A high-tech winery in California’s Napa Valley is using a process called sono-densitometry – a technology used in the submarine industry – to control the fermentation of its wines.

‘Come, come, Mr Bond, you get just as much fulfilment from fermenting grape juice as I do’: data projected onto the wall of the Bond villain-esque Fermentation Dome at Palmaz Vineyards show cellar staff exactly what is happening in the tanks below (Photo: Palmaz)

Palmaz Vineyards, which predominantly makes Cabernet Sauvignon, has adopted the technology for its ‘Fermentation Intelligence Logic Control System’. The system allows cellar staff to detect aberrations during fermentation before they develop into problems that could spoil the wine, technology journal Wired reported.

The system analyses the fermenting wine at a molecular level, providing the winemaker with information needed to adjust temperatures in different parts of the tank with a high level of precision.

It is based on a submarine-­industry technology known as sono-­densitometry and involves inserting a tuning fork-like probe into each tank, which measures vibrations 10 times every second, yielding a large amount of data about the density of the liquid. From this the winemaker can assess the rate at which fermentation is occurring in different areas of the tank.

Then software then processes the data to reveal temperature variations, which can then be adjusted to ensure a controlled, stable fermentation.

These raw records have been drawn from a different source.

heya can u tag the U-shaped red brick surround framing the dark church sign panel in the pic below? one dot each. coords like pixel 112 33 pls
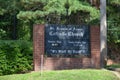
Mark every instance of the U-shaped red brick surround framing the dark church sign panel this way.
pixel 65 63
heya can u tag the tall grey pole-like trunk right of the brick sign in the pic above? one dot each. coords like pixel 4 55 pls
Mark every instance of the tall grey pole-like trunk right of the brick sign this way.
pixel 103 32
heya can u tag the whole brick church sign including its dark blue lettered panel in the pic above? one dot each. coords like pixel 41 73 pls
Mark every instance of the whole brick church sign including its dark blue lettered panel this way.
pixel 51 41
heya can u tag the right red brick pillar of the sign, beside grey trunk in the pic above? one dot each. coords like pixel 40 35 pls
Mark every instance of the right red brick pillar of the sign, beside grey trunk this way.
pixel 95 46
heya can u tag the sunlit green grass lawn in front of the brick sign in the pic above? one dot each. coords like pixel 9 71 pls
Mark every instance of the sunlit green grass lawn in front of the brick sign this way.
pixel 82 74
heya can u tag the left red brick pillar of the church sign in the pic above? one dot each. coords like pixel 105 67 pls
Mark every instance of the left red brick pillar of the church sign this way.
pixel 38 42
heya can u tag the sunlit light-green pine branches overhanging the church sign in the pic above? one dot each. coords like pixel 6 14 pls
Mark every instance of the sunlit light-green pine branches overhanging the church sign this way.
pixel 35 11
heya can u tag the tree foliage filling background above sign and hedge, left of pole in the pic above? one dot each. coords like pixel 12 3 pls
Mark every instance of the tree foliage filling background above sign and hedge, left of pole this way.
pixel 17 18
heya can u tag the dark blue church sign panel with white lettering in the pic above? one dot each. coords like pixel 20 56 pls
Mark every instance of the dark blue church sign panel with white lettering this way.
pixel 67 40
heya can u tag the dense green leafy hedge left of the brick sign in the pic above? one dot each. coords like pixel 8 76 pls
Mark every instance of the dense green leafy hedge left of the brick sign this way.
pixel 15 57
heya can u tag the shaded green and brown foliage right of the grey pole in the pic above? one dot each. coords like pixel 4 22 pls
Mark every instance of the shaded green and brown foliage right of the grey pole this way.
pixel 113 24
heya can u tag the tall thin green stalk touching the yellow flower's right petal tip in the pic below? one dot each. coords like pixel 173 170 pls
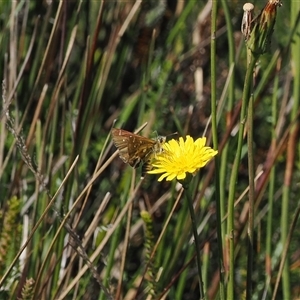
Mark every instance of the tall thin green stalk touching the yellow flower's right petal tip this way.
pixel 215 143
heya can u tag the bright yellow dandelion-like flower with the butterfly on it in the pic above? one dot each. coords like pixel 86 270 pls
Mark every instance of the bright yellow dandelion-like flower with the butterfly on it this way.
pixel 181 157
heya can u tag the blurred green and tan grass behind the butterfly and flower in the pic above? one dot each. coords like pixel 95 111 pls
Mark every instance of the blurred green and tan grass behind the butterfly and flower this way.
pixel 69 69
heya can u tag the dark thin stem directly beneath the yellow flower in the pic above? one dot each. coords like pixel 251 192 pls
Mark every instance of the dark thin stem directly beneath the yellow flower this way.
pixel 197 243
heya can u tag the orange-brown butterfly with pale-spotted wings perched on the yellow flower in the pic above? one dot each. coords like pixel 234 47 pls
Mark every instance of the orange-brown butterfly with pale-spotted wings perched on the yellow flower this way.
pixel 135 149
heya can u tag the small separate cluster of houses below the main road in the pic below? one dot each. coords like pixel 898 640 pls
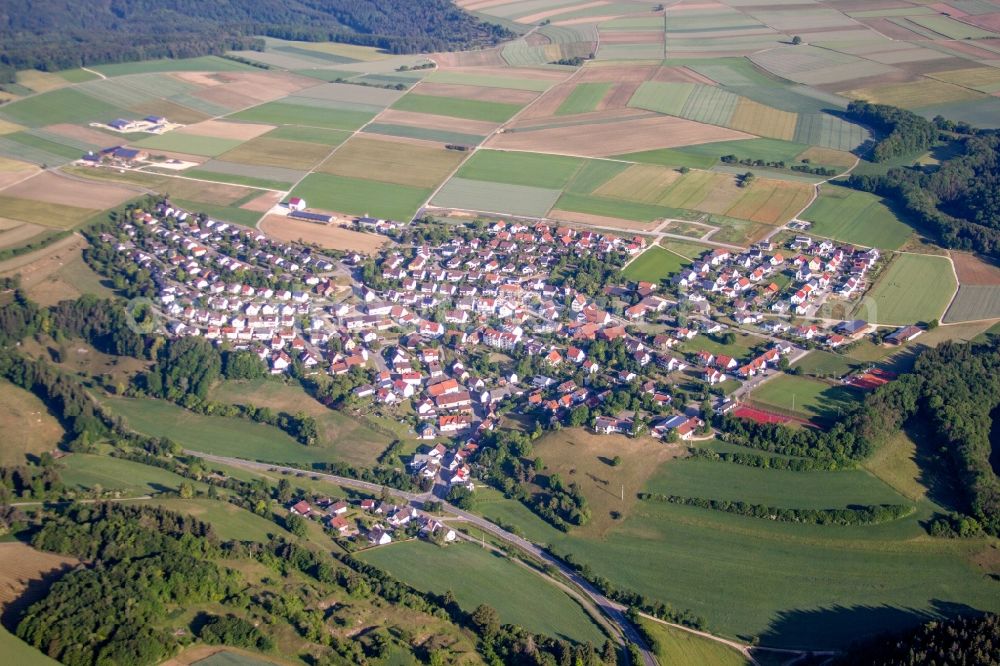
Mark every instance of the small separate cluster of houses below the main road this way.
pixel 379 522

Blofeld’s hidden lair in You Only Live Twice might be considered antediluvian compared with Palmaz Vineyards’ Fermentation Dome

The information generated from the system is projected on to the walls of Palmaz’s Fermentation Dome, a reinforced structure build into the rock of Mount George in Napa – which Palmaz claims is the largest underground reinforced structure in the world.

The dome has been likened to a Bond villain-esque underground layer with elements of Minority Report thrown in.

A geotagging system even identifies which winemaker is standing in front of a given tank, so the data the winemaker is working with is projected wherever they are standing.

The 55-acre Palmaz Vineyards estate was bought by Julio and Amalia Palmaz in 1997. It includes a 110,000 sq ft,18 floor-tall, gravity-fed winery built into the rock of Mount George.

Julio Palmaz is a former radiologist who made his fortune inventing the Palmaz-Schatz ‘balloon-expandable’ stent – recognised in Intellectual Property International Magazine as one of “Ten Patents that Changed the World” in the 20th century.

The winery is now run by Julio and Amalia’s son, Christian.